Protecting Yourself from SQL Injection in SQL Server

Problem

In my last tip, I showed how to validate and protect yourself from user-supplied input instead of blindly concatenating the values into dynamic SQL strings. This included table, schema, server, database and procedure names, but there are other common scenarios that I wanted to address as well.

Solution

Some other areas where people often write dynamic SQL that is vulnerable to SQL injection are when they allow users to pass in the entire output column list, an IN (@list) of string or numeric literals (usually separated by commas), and entire WHERE clause expressions. I have some ideas for at least partially protecting yourself from some of these patterns, too.

Output column list

Sometimes you want to allow users to select which columns to include. So you may be expected to build this:

SET @sql = N'SELECT ' + @ColumnList + N' FROM dbo.Users;';

The column list might come in looking like this:

N'col1, col2, col3'

On the other hand if someone does something malicious, it may come in looking like this instead:

N'foo = 1; DROP TABLE dbo.Users; SELECT * '

To protect yourself against malicious behavior, you can use a split function to validate the existence of each column in the list (hopefully, though, you don't allow column names that contain things like commas or semi-colons). I like this function because it preserves the order (which might be important when reconstructing the column list, if end users care about column order):

CREATE FUNCTION dbo.ParseColumnList
(
  @List NVARCHAR(MAX)
)
RETURNS TABLE
AS
  RETURN 
  (
    SELECT i, 
      c = LTRIM(CONVERT(SYSNAME, SUBSTRING(@List, i, CHARINDEX(',', @List + ',', i) - i)))
    FROM (SELECT ROW_NUMBER() OVER (ORDER BY [object_id]) FROM sys.all_columns) AS n(i)
    WHERE i <= LEN(@List) AND SUBSTRING(',' + @List, i, 1) = ','
  );
GO

Note: sys.all_columns was used coincidentally, and not because this problem has anything to do with columns; it just happens to be a reliably large-ish catalog view. On my system, the number of rows in this catalog view will support strings up to ~9K, which would allow over 70 columns at the maximum identifier length (128 characters). If you need to cover more than this, then you can use a cross join or a numbers table (see some other splitting techniques here).
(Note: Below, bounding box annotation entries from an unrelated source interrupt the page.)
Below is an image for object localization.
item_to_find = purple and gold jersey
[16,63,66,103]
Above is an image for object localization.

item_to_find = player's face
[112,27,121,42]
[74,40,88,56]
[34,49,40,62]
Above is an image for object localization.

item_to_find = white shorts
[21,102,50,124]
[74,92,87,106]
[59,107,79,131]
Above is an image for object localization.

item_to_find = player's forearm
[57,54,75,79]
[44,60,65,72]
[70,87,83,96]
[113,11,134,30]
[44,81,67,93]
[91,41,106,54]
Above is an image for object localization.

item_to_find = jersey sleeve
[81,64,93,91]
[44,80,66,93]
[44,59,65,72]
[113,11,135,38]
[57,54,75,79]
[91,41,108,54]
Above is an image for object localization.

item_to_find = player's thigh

As an example, given a comma-separated list like this:

SELECT c FROM dbo.ParseColumnList(N'col1, col2, col3');

This function would return a set like this:

c
----
col1
col2
col3

Now, you can choose to return an error if any column in the list doesn't exist in the source table:

IF OBJECT_ID(N'dbo.Users') IS NOT NULL AND EXISTS 
(
  SELECT 1 FROM dbo.ParseColumnList(N'col1, col2, col3') AS f
  LEFT OUTER JOIN sys.columns AS c
  ON f.c = c.name
  AND c.[object_id] = OBJECT_ID(N'dbo.Users')
  WHERE c.name IS NULL
)
BEGIN
  RAISERROR(N'Not all columns exist.', 11, 1);
END

Or you can choose to build a column list anyway, ignoring any invalid columns and dropping them on the floor. You can guard against the case where this results in an empty list, too.
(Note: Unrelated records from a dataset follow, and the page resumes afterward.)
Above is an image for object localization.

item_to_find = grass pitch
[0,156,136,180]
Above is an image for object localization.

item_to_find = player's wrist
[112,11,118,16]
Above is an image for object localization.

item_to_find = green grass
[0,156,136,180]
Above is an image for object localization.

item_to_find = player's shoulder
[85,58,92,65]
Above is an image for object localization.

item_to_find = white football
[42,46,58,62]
DECLARE @cols NVARCHAR(MAX), @sql NVARCHAR(MAX);

SELECT @cols = STUFF((SELECT N',' + QUOTENAME(c.name)
  FROM sys.columns AS c
  INNER JOIN dbo.ParseColumnList(N'col1, col2, col3') AS f
  ON c.name = f.c
  AND c.[object_id] = OBJECT_ID(N'dbo.Users')
  ORDER BY f.i -- important to maintain same order
  FOR XML PATH, TYPE).value(N'.[1]',N'nvarchar(max)'),1,1,N'');
  
SELECT @cols = COALESCE(@cols, N' TOP (0) [Invalid column list]=''?''');

SET @sql = N'SELECT ' + @Cols + N' FROM dbo.Users;';

If you expose aliases to users and they're not actually selecting the underlying columns, you may want to create a table that represents that mapping, so you still have something tangible to validate against.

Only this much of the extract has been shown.